Listed Building – Grade II*
- Designated: 31 May 1995
- Reference no.: 16064

= The Procurator's House, Magor =

The Procurator's House in Magor, Monmouthshire, Wales, is a large, ruined mansion of the sixteenth-century, standing next to St Mary's Church in the centre of the village. Although of ecclesiastical origin, it is unlikely the present house was ever occupied by a Procurator, who was a church official responsible for the collection of tithes. The lands owned by the Church of St Mary were controlled by the Abbey of Anagni, in Italy, in the Middle Ages and it is possible that an earlier building on the same site housed the abbey's procurator. The current building post-dates ownership by the abbey, and was constructed when the avowson of St Mary's was controlled by Tintern Abbey. The building is mentioned in a document of 1585, when it is referred to as "the mansion house belonging to the vicarage of Magor." This accounts for the two alternative names for the ruin, Magor Mansion and The Church House.

The building or, more accurately, its site, is one of only two examples of such procurators' houses known in Britain. Now completely ruined, the current house was constructed c.1500–1550. It is both a Scheduled Monument and a Grade II* listed building.

==History==
During the thirteenth century, the Abbey of Anagni had become wealthy and powerful, producing four Popes within 100 years. In 1238, during the reign of Pope Gregory IX, who was born in Anagni, the church of St Mary's, Magor, and its associated lands, came under control of the abbey and remained its responsibility until 1385. The church was donated to the abbey by Gilbert Marshal, 4th Earl of Pembroke and Lord of Chepstow During that time, it is possible that a house was constructed for the abbey's procurator on the site of the present building. In 1385, the church and tithes were leased, and subsequently permanently acquired, by the Cistercian Order of monks located at Tintern Abbey The current building was constructed at some point in the early to mid-sixteen century and is referenced as a"mansion belonging to the vicarage of Magor" in a document of 1585.

==Description==
The original building was constructed of Old Red Sandstone, over a rubble core, and with Triassic sandstone dressings. It was two storeys high with a cellar below. The main floor was subdivided into three rooms, each with a fireplace. The overall arrangement is "typical of late medieval priests' houses." The plan of the house is broadly rectangular, with two projecting wings.

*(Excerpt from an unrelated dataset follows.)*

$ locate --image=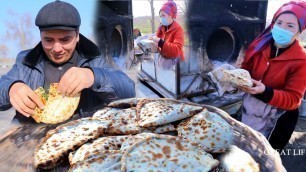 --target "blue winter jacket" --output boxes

The Procurator's House, or, more accurately, its site, is one of only two such houses known in Britain, the other being Chesterton Tower, near Cambridge.

A plaque attached to the ruins suggests that they date from the 14th century, rather than the 16th, and represent the remains of the original procurator's house. This claim is repeated on the Magor with Undy Community Council website. However, it is contradicted by Cadw, by the Royal Commission on the Ancient and Historical Monuments of Wales, and by John Newman, author of the Pevsner Guide The Buildings of Wales: Gwent/Monmouthshire.

A Scheduled Monument, the ruins are also a Grade II* listed building due to their "important architectural and historic interest."